Mereka mengacu pada perjanjian terbaru antara SAF dan RSF– di bawah mediasi Sudan Selatan– bahwa keduanya akan menarik diri dari fasilitas minyak Heglig, dengan pasukan Sudan Selatan dikerahkan untuk mengamankan kilang tersebut menyusul penarikan SAF dan perebutan lokasi tersebut oleh RSF.
Pihak yang bertikai sebagai spoiler?
Pakar kebijakan AS-Afrika Cameron Hudson mengatakan kepada Al Jazeera bahwa deklarasi Nairobi tampaknya meniru pernyataan Quad baru-baru ini, dan secara efektif menyajikan kepada komunitas internasional sebuah peta jalan yang selaras dengan tujuan yang sudah ada sebelumnya untuk mendapatkan dukungan Quad.
“Menurut saya, deklarasi Nairobi membalikkan apa yang telah dikatakan oleh Quad,” kata Hudson, seraya menyatakan bahwa inisiatif ini dirancang lebih untuk menarik dukungan internasional daripada membangun konsensus domestik yang sejati.
Hudson memperingatkan bahwa pendekatan ini salah dalam menangani rangkaian transisi politik di Sudan, dan “terlalu dini” menghubungkan upaya gencatan senjata dengan reformasi militer atau perubahan politik lainnya, dengan alasan bahwa hal ini harus tetap berada pada jalur yang berbeda sampai kekerasan mereda.
“Jika yang diinginkan oleh Quad adalah gencatan senjata tanpa syarat, maka mereka perlu mewujudkannya, bukan menciptakan peluang untuk menukar gencatan senjata dengan jaminan politik selama masa transisi,” katanya.
“Oleh karena itu, terlalu dini untuk membicarakan reformasi militer atau reformasi politik lainnya.
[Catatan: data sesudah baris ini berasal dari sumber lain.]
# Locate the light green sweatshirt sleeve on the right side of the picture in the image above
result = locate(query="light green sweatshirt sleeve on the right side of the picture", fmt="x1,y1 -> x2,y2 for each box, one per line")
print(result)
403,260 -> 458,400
Hal-hal tersebut harus tetap berada pada jalur yang berbeda untuk saat ini.”
Ketegangannya sangat mencolok. Quad dan Uni Eropa semakin menyatakan bahwa baik SAF maupun RSF tidak boleh memiliki masa depan politik dan sisa-sisa rezim Bashir harus disingkirkan sepenuhnya.
Namun kedua angkatan bersenjata tetap diperlukan dalam penghentian permusuhan, sehingga menciptakan kontradiksi yang belum terselesaikan dalam inti strategi internasional.